Sensitivity analyses for human infectivity to mosquitoes by age

Given the uncertainty in the parameter value for infectivity by age, 4356 simulations were run per season with κ<5 and κ SAC ranging from 0.75 to 4.0, incorporating mosquito biting heterogeneity and gametocyte density-dependent effects (Fig. 4). SAC were the largest contributors to transmission in southern Malawi under all age-dependent infectivity simulations, even for the most extreme conditions in which other age groups’ contributions were maximized (Fig. 5). SAC were responsible for > 50% of transmission if they were at least 20% more infectious than young adults during the dry season and 25% more infectious than young adults during the rainy season, regardless of the relative infectivity of U5s. Young adults (16–30 years) were the second largest contributors to new mosquito infections under all potential infectivity scenarios for both seasons, although in most scenarios they were responsible for a smaller proportion of new transmission than their 27.2% share of the population. Adults over 30, who comprise 24.7% of the population, were responsible for < 10% of transmission in all dry season simulations and most rainy season simulations (Figs. 4, 5).
Fig. 4

Predicted transmission contributions in a sensitivity analysis varying human-to-mosquito infectivity (κ a ) by age. Infectivity to mosquitoes may vary with human age in relation to differences in recent antimalarial treatment, treatment-blocking immunity, duration of infection, multiplicity of infection, or other unknown factors, all of which could differ with age, even after accounting for gametocyte presence and density. Thus a sensitivity analysis was performed for transmission contribution when varying infectivity by age with outside bounds informed by the scientific literature on membrane feeding experiments that accounted for gametocyte status. Infectivity of children under 5 years and school-age children were varied relative to the infectivity of young adults (16–30 years)

Fig. 5

Extreme possibilities of reservoir contributions from sensitivity analysis of human-to-mosquito infectivity (κ a ). Examples of extreme ends of the sensitivity analysis varying human-to-mosquito infectivity, as described in “Methods” and in Fig. 4

On the other hand, the predicted transmission contribution of U5s was sensitive to both their infectivity and the infectivity of SAC. Children under five comprise 18.2% of the population, but could only have contributed ≥ 18.2% of new mosquito infections if they were highly infectious relative to all other age groups, particularly during the rainy season. During the rainy season, even in the most extreme simulation, U5s would only have contributed a maximum of 18.3% of transmissions (Fig. 5). In the majority of simulated conditions, they were responsible for < 10% of transmission. In all simulations, they contributed less to transmission than SAC and young adults.

Discussion

Using recent molecular parasite data and reported ITN use in southern Malawi, this model estimated that SAC were responsible for > 60% of P. falciparum transmission to mosquitoes during both the dry and rainy seasons. The model estimated that young adults (16–30 years) were the second largest contributors to transmission; U5 children and adults over 30 years were each predicted to have caused < 10% of mosquito infections in most simulations. The proportion of mosquito infections attributable to each human age group did not differ considerably by season. Lacking human-to-mosquito infectivity data from skin or membrane feeding, sensitivity analyses were performed under a reasonable range of estimates of relative infectivity by age after accounting for gametocyte density distributions. If U5s are far more infectious to mosquitoes than all other age groups at a given gametocyte density, their estimated transmission contribution approached 20%, but SAC and young adults remained the largest and second largest contributors in these simulations. These findings may help explain P. falciparum’s persistence in the area despite considerable malaria control efforts in the past decade which targeted groups at high risk of disease—pregnant women and children under five.

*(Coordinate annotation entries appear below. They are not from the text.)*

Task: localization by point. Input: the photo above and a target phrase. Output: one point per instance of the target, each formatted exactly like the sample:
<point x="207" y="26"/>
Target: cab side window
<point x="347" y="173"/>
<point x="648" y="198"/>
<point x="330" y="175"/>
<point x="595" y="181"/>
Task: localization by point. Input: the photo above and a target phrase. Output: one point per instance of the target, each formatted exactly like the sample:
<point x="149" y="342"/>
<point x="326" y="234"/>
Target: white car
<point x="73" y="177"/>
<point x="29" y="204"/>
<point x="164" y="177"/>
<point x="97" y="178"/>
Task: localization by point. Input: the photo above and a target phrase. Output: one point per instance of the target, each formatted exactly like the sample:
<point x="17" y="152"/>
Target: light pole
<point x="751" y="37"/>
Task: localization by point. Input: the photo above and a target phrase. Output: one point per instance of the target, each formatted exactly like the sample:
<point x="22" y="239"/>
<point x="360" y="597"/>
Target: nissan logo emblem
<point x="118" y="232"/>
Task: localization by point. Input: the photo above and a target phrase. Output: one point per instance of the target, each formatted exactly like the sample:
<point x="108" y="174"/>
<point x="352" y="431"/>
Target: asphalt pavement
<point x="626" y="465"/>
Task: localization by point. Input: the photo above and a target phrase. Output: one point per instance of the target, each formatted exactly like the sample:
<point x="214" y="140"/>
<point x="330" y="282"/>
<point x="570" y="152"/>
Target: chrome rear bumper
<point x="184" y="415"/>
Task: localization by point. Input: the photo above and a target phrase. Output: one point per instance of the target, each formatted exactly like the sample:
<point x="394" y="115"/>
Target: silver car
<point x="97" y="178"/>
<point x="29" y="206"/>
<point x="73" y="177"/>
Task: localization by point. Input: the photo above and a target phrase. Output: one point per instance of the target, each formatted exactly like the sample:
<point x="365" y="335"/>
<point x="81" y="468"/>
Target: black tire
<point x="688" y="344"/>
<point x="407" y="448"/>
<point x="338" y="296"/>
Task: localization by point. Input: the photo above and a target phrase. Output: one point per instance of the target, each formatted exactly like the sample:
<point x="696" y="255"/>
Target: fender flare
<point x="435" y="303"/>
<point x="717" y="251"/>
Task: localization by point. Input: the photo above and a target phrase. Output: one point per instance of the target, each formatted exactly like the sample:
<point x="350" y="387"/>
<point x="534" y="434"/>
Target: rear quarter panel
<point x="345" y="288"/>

Predictions about the transmission reservoir are sensitive to heterogeneity in mosquito biting, particularly in evaluating the contribution of U5s. Several prior lab studies of infectivity have made simple estimates of age-specific transmission contributions; however, those reports assumed homogeneous mosquito feeding [10, 11, 12, 13, 14, 15, 16, 17]. The model presented here, like those of Stone et al. [21] and Gonçalves et al. [18], demonstrated that such a homogeneity assumption considerably overestimates the contribution of U5s and underestimates that of older age groups. In their mosquito blood meal source matching study, Gonçalves et al. [18] found that the degree of heterogeneity in mosquito biting by human age was different for their high and moderate transmission sites. The biting frequency ratio in the high transmission site was even more extreme than that used by Stone et al. and the model presented here, at 1:7:20 for U5s compared to SAC and adults 16 years and older, but the increase in biting frequency with age was moderate (1:2.3:2.1) and did not achieve statistical significance in the low/moderate intensity transmission site in Kenya. Given the sensitivity of transmission dynamics to this parameter, future research should better quantify heterogeneity in human exposure to feeding mosquitoes to more accurately identify key P. falciparum transmission reservoirs, and assess the factors which drive variation in this age-specific biting heterogeneity in different geographic settings.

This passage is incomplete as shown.